Introduction:
The increasing complexity of cancer diagnostics and more personalized treatment options,
also in head and neck oncology, require new techniques of patient information processing
and systems to support the decision-making process in the Head and neck tumor board
(HN-TB). For this purpose, a digital patient model of larynx cancer (LC) based on
Bayes ' networks (BN) was developed.
Methods:
The LC model was created according to accepted guidelines and analyses of HN-TBs.
The subnetwork "TNM-State" was successfully validated before. Now the subnetwork "therapy"

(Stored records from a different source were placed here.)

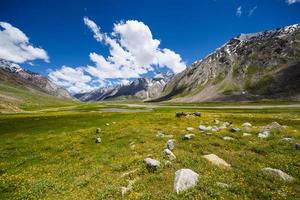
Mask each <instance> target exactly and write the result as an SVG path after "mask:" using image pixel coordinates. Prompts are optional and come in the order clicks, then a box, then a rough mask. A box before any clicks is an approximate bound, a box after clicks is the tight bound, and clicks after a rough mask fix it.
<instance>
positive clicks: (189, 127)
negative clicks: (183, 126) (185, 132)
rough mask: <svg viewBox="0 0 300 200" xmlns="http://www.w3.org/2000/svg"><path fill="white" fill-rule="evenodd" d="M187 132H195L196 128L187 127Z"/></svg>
mask: <svg viewBox="0 0 300 200" xmlns="http://www.w3.org/2000/svg"><path fill="white" fill-rule="evenodd" d="M186 130H187V131H193V130H194V128H193V127H187V128H186Z"/></svg>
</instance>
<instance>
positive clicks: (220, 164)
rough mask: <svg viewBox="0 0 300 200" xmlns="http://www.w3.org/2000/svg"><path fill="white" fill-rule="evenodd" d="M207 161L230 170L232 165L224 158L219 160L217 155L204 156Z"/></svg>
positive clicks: (205, 155)
mask: <svg viewBox="0 0 300 200" xmlns="http://www.w3.org/2000/svg"><path fill="white" fill-rule="evenodd" d="M203 157H204V158H205V159H206V160H208V161H210V162H211V163H212V164H214V165H218V166H220V167H225V168H230V167H231V165H230V164H228V163H227V162H226V161H224V160H223V159H222V158H219V157H218V156H217V155H215V154H208V155H205V156H203Z"/></svg>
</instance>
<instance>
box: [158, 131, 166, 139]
mask: <svg viewBox="0 0 300 200" xmlns="http://www.w3.org/2000/svg"><path fill="white" fill-rule="evenodd" d="M156 137H158V138H164V137H165V134H163V133H162V132H157V134H156Z"/></svg>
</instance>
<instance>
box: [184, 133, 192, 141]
mask: <svg viewBox="0 0 300 200" xmlns="http://www.w3.org/2000/svg"><path fill="white" fill-rule="evenodd" d="M193 137H195V135H194V134H186V135H185V136H184V137H183V139H184V140H190V139H192V138H193Z"/></svg>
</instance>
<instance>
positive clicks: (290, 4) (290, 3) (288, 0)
mask: <svg viewBox="0 0 300 200" xmlns="http://www.w3.org/2000/svg"><path fill="white" fill-rule="evenodd" d="M286 2H287V3H288V4H289V5H291V4H294V3H298V2H300V0H286Z"/></svg>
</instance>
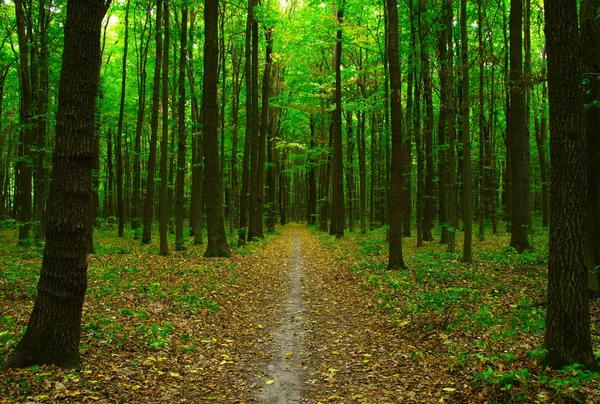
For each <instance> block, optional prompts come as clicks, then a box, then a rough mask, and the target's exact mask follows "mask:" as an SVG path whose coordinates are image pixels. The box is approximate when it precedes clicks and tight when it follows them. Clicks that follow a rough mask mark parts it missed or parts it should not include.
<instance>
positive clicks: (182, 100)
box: [175, 5, 188, 251]
mask: <svg viewBox="0 0 600 404" xmlns="http://www.w3.org/2000/svg"><path fill="white" fill-rule="evenodd" d="M187 17H188V9H187V6H186V5H184V6H183V7H182V8H181V39H180V44H181V49H180V61H179V125H178V129H179V133H178V135H179V136H178V139H177V184H176V187H177V189H176V195H175V200H176V204H177V206H176V208H175V215H176V216H177V217H176V219H175V249H176V250H177V251H183V250H184V248H185V246H184V241H183V215H184V213H185V193H184V190H185V151H186V148H185V141H186V139H185V138H186V132H185V71H186V61H187V60H186V56H187V49H186V48H187V19H188V18H187Z"/></svg>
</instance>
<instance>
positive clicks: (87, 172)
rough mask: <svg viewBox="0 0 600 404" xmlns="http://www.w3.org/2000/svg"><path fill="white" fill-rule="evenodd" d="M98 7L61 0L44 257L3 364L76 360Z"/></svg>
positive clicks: (91, 173)
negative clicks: (30, 305)
mask: <svg viewBox="0 0 600 404" xmlns="http://www.w3.org/2000/svg"><path fill="white" fill-rule="evenodd" d="M105 10H106V6H105V5H104V3H103V1H102V0H86V1H82V0H69V2H68V3H67V19H66V22H65V26H64V31H65V45H64V50H63V59H62V60H63V62H62V70H61V80H60V87H59V100H58V113H57V115H56V142H55V148H54V153H53V162H54V169H53V171H52V183H51V186H50V197H49V200H48V221H47V232H46V247H45V249H44V259H43V262H42V269H41V273H40V280H39V283H38V294H37V297H36V301H35V304H34V307H33V311H32V313H31V317H30V319H29V322H28V325H27V331H26V332H25V335H24V336H23V339H22V340H21V341H20V342H19V344H18V345H17V347H16V348H15V351H14V352H13V353H12V354H11V355H10V357H9V359H8V361H7V362H6V363H5V364H4V366H5V367H27V366H32V365H42V364H54V365H57V366H61V367H75V366H77V365H79V362H80V361H79V336H80V333H81V311H82V307H83V300H84V295H85V291H86V287H87V261H86V252H87V237H86V232H87V226H88V225H89V221H88V215H89V198H91V195H92V184H91V179H92V164H93V156H94V150H93V147H94V141H93V140H94V112H95V107H96V97H97V95H98V77H99V69H98V56H99V54H100V26H101V25H100V24H101V22H102V18H103V16H104V12H105ZM82 89H84V90H83V91H82Z"/></svg>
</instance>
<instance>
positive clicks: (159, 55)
mask: <svg viewBox="0 0 600 404" xmlns="http://www.w3.org/2000/svg"><path fill="white" fill-rule="evenodd" d="M162 4H163V0H156V31H155V32H156V35H155V41H156V60H155V62H154V86H153V89H152V117H151V121H150V126H151V134H150V153H149V154H148V178H147V180H146V199H145V200H144V230H143V233H142V244H149V243H150V241H151V240H152V222H153V219H154V177H155V175H156V143H157V141H158V113H159V111H158V109H159V104H160V73H161V70H160V69H161V66H162V29H161V26H162V8H163V7H162Z"/></svg>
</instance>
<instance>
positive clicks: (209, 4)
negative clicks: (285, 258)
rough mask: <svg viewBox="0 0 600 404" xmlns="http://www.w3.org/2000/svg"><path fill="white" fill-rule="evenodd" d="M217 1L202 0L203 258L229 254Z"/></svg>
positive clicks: (218, 17)
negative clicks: (220, 91)
mask: <svg viewBox="0 0 600 404" xmlns="http://www.w3.org/2000/svg"><path fill="white" fill-rule="evenodd" d="M218 20H219V0H206V1H205V5H204V32H205V42H204V83H203V89H204V91H203V93H202V101H203V108H204V113H203V124H204V151H205V157H204V160H205V164H206V177H205V178H206V219H207V229H208V245H207V247H206V252H205V253H204V256H205V257H229V255H230V252H229V246H228V245H227V238H226V237H225V224H224V222H223V195H222V190H221V186H220V183H221V181H220V176H221V174H222V173H221V172H220V170H219V143H218V138H217V121H218V120H217V117H218V115H219V111H218V107H217V84H218V67H217V65H218V57H219V31H218V24H217V23H218Z"/></svg>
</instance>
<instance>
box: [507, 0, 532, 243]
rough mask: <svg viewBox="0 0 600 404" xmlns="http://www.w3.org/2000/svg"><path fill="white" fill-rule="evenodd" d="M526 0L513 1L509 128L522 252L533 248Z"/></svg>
mask: <svg viewBox="0 0 600 404" xmlns="http://www.w3.org/2000/svg"><path fill="white" fill-rule="evenodd" d="M522 22H523V2H522V0H511V7H510V23H509V30H510V109H509V114H508V117H507V118H508V119H507V125H506V131H507V138H508V140H509V143H508V147H509V153H510V170H511V173H510V180H511V195H510V196H511V240H510V245H511V247H513V248H515V250H517V252H518V253H519V254H521V253H523V251H525V250H527V249H531V244H530V240H529V233H530V227H531V210H530V199H531V198H530V190H529V177H530V167H529V164H528V163H529V130H528V128H527V122H526V118H527V116H526V112H525V91H524V86H525V83H524V78H523V74H522V71H523V67H522V64H523V52H522V49H521V46H522V38H521V35H522V32H521V31H522Z"/></svg>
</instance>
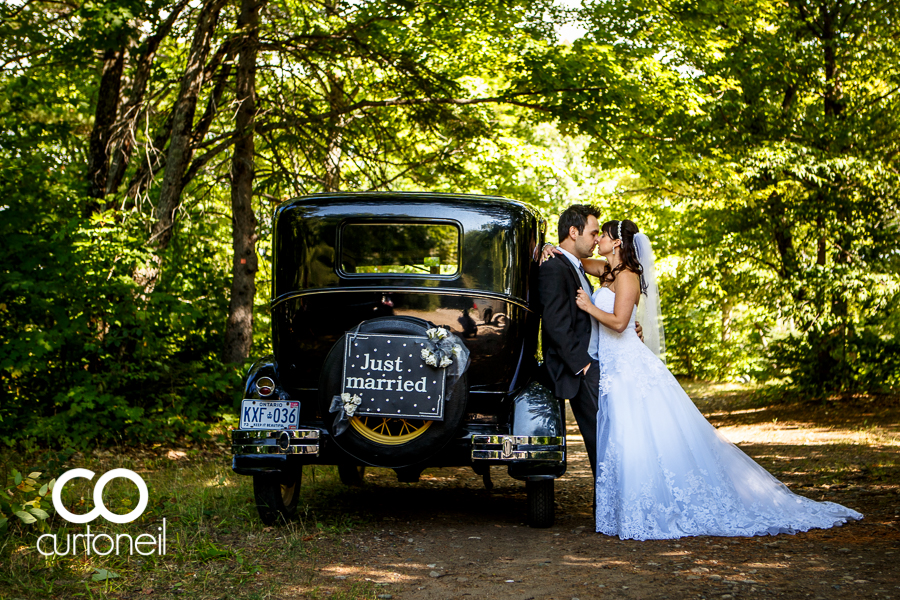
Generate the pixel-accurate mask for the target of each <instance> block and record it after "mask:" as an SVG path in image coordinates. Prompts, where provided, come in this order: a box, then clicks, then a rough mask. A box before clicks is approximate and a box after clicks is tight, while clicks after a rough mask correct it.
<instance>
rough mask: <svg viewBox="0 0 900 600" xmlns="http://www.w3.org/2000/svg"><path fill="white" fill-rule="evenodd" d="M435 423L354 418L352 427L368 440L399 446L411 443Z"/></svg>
mask: <svg viewBox="0 0 900 600" xmlns="http://www.w3.org/2000/svg"><path fill="white" fill-rule="evenodd" d="M432 422H433V421H422V420H420V419H390V418H384V417H353V418H352V419H350V426H351V427H353V429H355V430H356V431H358V432H359V434H360V435H361V436H363V437H364V438H366V439H367V440H371V441H373V442H375V443H376V444H383V445H385V446H399V445H400V444H405V443H407V442H411V441H413V440H414V439H416V438H417V437H419V436H420V435H422V434H423V433H425V431H427V430H428V428H429V427H431V423H432Z"/></svg>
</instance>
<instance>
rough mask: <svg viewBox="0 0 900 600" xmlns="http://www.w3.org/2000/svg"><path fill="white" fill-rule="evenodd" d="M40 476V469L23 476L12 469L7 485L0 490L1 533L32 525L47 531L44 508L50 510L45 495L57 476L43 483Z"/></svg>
mask: <svg viewBox="0 0 900 600" xmlns="http://www.w3.org/2000/svg"><path fill="white" fill-rule="evenodd" d="M40 479H41V472H40V471H32V472H30V473H29V474H28V475H23V474H22V473H20V472H19V471H17V470H15V469H12V470H11V472H10V474H9V476H8V478H7V484H6V485H5V486H4V487H3V489H2V490H0V535H3V534H5V533H7V532H9V531H21V530H23V529H25V528H28V527H31V526H33V527H34V528H36V529H37V530H38V531H42V532H43V531H48V529H49V528H48V527H47V519H49V518H50V514H49V513H48V512H47V511H48V510H51V511H52V510H53V509H52V504H51V502H50V498H48V497H47V496H48V494H51V493H52V492H53V484H54V483H55V482H56V479H51V480H50V481H48V482H46V483H43V484H42V483H40V481H39V480H40Z"/></svg>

has been modeled and evaluated for primary treatment on the basis of 49 LC patient
cases and compared with the HN-TB decisions of the University Hospital Leipzig.
Results:
The LC model contains over 1000 information entities, resulting it the most comprehensive
human-readable BN model to represent a clinical decision. The subnet validation "therapy"
revealed an initial match of 76% of the model computation compared to the therapy
decision in the HN-TB. Further model optimization allowed for an improvement in correct
model prediction.
Conclusions:
These analyses show, as proof of concept, that it is possible to model the therapy
decision of LC on the basis of BN. Personalized medicine and targeted therapy are
of increasing importance in oncologic therapy and require structured and comprehensive
support of information management and decision-making. Further optimization and validation
may allow digital patient models to provide valuable contribution to the diagnostics
and therapy of head and neck carcinomas in the future.